ORscraper is an R package designed to extract relevant medical information from clinical reports generated by the Oncomine Reporter software. This package is intended for healthcare professionals and researchers working with genetic data who need to automate the extraction and processing of information from report files.
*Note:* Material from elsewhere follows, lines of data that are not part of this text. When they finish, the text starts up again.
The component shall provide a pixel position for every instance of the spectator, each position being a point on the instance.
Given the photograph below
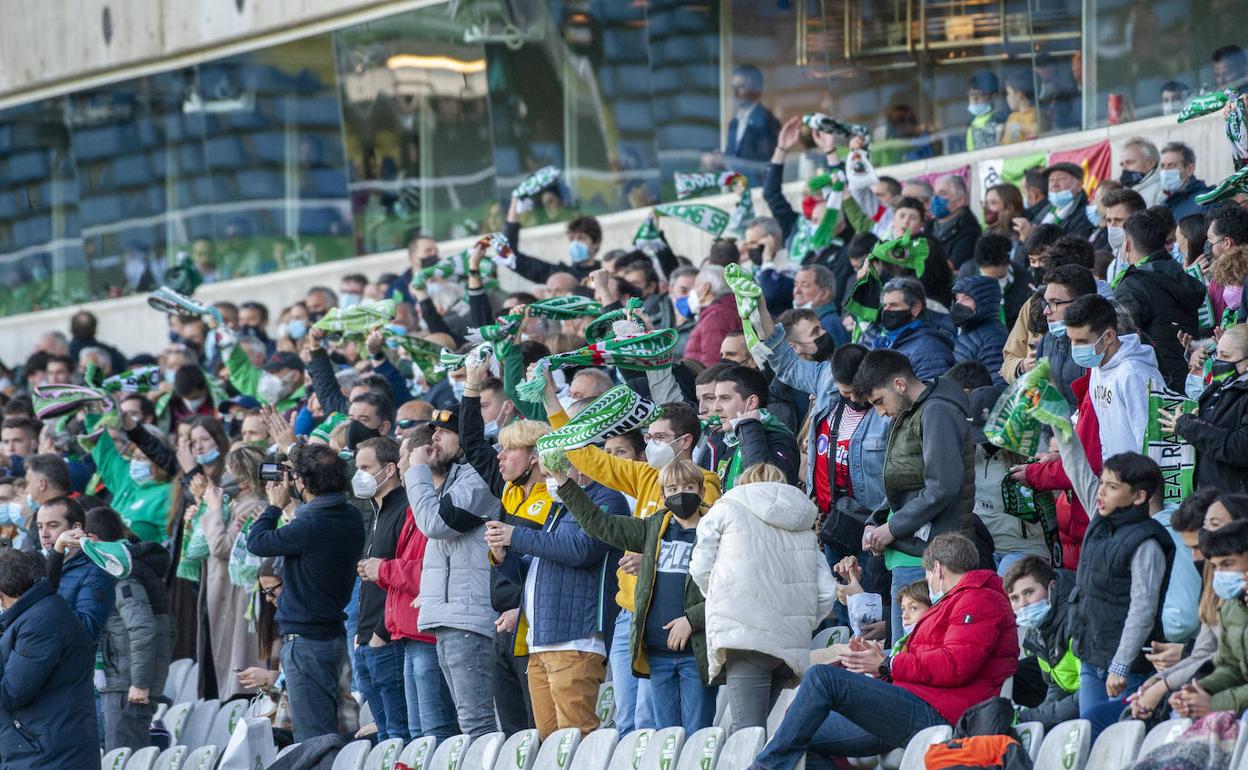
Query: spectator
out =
(959, 654)
(929, 483)
(321, 548)
(755, 542)
(46, 662)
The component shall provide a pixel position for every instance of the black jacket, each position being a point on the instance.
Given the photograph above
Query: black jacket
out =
(1162, 300)
(1219, 433)
(382, 528)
ORscraper provides tools to identify biopsies, extract genetic variants and pathogenicity classifications, filter relevant data, and query databases such as NCBI ClinVar.
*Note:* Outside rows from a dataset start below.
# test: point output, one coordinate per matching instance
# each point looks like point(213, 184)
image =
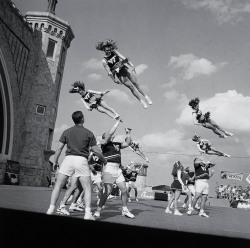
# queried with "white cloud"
point(193, 66)
point(224, 10)
point(140, 69)
point(61, 128)
point(92, 64)
point(120, 96)
point(94, 77)
point(230, 110)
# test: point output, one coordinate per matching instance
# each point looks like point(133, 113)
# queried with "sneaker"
point(203, 214)
point(176, 212)
point(148, 100)
point(75, 208)
point(168, 211)
point(144, 104)
point(126, 213)
point(62, 210)
point(97, 214)
point(89, 217)
point(228, 134)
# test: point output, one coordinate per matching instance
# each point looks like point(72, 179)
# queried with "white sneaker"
point(148, 100)
point(168, 211)
point(144, 104)
point(75, 208)
point(126, 213)
point(89, 217)
point(97, 214)
point(176, 212)
point(203, 214)
point(62, 210)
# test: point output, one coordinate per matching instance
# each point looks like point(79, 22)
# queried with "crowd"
point(237, 196)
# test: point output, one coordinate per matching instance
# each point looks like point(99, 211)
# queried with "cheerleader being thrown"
point(93, 100)
point(205, 120)
point(120, 69)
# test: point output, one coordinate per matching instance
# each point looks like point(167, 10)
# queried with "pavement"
point(32, 202)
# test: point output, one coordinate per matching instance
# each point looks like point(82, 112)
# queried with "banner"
point(248, 179)
point(12, 172)
point(231, 175)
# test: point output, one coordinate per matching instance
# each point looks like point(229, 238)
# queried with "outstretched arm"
point(86, 105)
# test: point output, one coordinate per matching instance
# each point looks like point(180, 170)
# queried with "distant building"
point(33, 51)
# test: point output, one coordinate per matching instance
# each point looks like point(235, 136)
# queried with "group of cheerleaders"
point(122, 71)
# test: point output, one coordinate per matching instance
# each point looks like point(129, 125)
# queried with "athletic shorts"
point(202, 186)
point(96, 178)
point(191, 188)
point(77, 165)
point(112, 173)
point(132, 185)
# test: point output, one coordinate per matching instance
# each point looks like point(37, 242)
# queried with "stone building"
point(33, 49)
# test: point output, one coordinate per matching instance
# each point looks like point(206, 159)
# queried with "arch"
point(6, 112)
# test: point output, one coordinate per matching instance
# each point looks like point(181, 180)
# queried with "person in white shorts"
point(79, 141)
point(112, 172)
point(202, 176)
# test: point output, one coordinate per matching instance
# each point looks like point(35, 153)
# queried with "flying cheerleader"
point(135, 147)
point(121, 70)
point(93, 100)
point(204, 147)
point(205, 120)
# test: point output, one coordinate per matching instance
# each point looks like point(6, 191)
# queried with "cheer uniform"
point(111, 61)
point(112, 172)
point(201, 181)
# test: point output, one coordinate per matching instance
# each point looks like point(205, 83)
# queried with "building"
point(33, 50)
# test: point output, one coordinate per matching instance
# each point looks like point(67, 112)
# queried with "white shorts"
point(112, 173)
point(77, 165)
point(191, 188)
point(96, 178)
point(132, 185)
point(202, 186)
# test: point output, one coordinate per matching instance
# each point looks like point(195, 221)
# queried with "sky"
point(181, 49)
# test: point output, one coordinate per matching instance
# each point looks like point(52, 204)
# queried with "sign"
point(12, 172)
point(231, 175)
point(248, 179)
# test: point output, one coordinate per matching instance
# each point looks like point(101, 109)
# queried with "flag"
point(232, 175)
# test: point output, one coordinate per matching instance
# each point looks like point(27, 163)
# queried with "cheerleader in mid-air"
point(120, 69)
point(205, 120)
point(93, 99)
point(204, 147)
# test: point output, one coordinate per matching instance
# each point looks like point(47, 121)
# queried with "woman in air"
point(204, 146)
point(205, 120)
point(179, 185)
point(121, 70)
point(93, 100)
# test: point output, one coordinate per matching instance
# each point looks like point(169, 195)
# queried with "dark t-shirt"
point(78, 140)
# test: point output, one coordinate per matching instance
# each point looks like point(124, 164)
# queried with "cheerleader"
point(93, 100)
point(121, 70)
point(204, 146)
point(205, 120)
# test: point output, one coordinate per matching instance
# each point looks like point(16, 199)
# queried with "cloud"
point(94, 77)
point(61, 128)
point(119, 96)
point(223, 10)
point(230, 110)
point(92, 64)
point(140, 69)
point(172, 82)
point(193, 66)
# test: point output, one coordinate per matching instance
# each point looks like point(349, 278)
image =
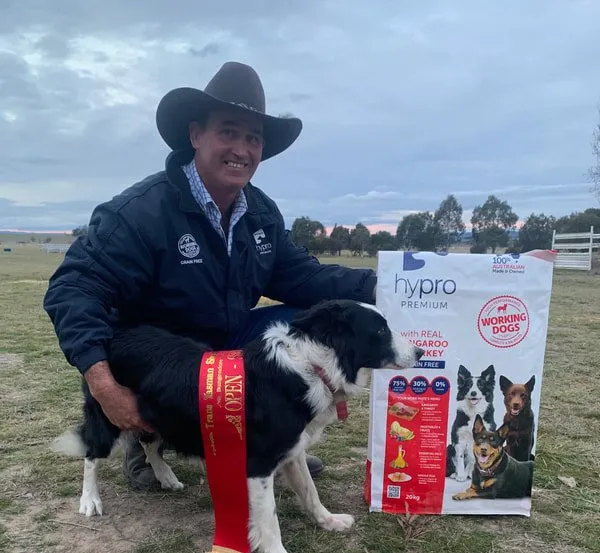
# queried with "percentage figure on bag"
point(419, 385)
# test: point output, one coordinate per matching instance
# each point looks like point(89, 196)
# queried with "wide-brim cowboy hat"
point(234, 85)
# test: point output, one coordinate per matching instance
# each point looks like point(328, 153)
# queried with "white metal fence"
point(575, 249)
point(54, 248)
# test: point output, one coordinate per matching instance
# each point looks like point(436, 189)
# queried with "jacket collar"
point(187, 202)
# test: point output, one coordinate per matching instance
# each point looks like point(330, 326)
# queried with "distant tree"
point(594, 172)
point(410, 228)
point(80, 231)
point(339, 239)
point(579, 221)
point(536, 233)
point(418, 231)
point(381, 241)
point(448, 218)
point(360, 237)
point(321, 244)
point(305, 231)
point(491, 223)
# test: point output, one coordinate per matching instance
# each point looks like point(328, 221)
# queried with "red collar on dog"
point(341, 407)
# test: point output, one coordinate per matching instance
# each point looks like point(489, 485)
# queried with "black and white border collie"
point(475, 396)
point(289, 402)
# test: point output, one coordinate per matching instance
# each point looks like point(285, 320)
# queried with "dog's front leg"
point(264, 532)
point(90, 502)
point(464, 461)
point(298, 476)
point(163, 472)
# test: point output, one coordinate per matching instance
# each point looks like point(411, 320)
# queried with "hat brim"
point(180, 106)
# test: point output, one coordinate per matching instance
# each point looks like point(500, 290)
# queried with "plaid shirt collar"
point(208, 205)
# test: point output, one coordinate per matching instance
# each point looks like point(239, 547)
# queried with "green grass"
point(40, 397)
Install the released version of remotes from CRAN:
install.packages("ORscraper")You can install ORscraper from GitHub using the following R code:
# Install devtools if not already installed
if (!requireNamespace("devtools", quietly = TRUE)) {
install.packages("devtools")
}
# Install ORscraper from GitHub
devtools::install_github("SamuelGonzalez0204/ORscraper")Below is a basic example of how to use ORscraper to extract information from PDF files:
library(ORscraper)
# Read content from a PDF file
example_pdf <- system.file("extdata", "100.1-example.pdf", package = "ORscraper")
lines <- read_pdf_content(example_pdf)
# Read content from mutation tables
genesFile <- system.file("extdata", "Genes.xlsx", package = "ORscraper")
genes <- read_excel(genesFile)
mutations <- unique(genes$GEN)
# Extract mutations values from the extracted text
genes_mut <- c()
pathogenicities <- c()
tableValues <- extract_values_from_tables(lines, mutations)
genes_mut <- c(genes_mut, tableValues[1])
pathogenicities <- c(pathogenicities, tableValues[2])
# Filter only pathogenic mutations
pathogenic_mutations <- filter_pathogenic_only(pathogenicities, genes_mut)
print(pathogenic_mutations)The ORscraper package includes several key functions:
-
classify_biopsy(): Analyzes biopsy identifiers and categorizes them based on predefined rules. -
extract_chip_id(): Extracts chip values from filenames matching specific patterns. -
extract_fusions(): Identifies and extracts fusion variants from text lines. -
extract_intermediate_values(): Searches for a specific text pattern and extracts consecutive values. -
extract_values_from_tables(): Extracts information such as mutations, pathogenicity, and frequencies from tables in reports. -
extract_values_start_end(): Extracts values based on start and end markers. -
filter_pathogenic_only(): Filters mutations, retaining only those marked as “Pathogenic.” -
read_pdf_content(): Extracts the content of a PDF and splits it into individual lines. -
read_pdf_files(): Scans a directory and retrieves all PDF files. -
search_ncbi_clinvar(): Queries the NCBI ClinVar database for germline classifications.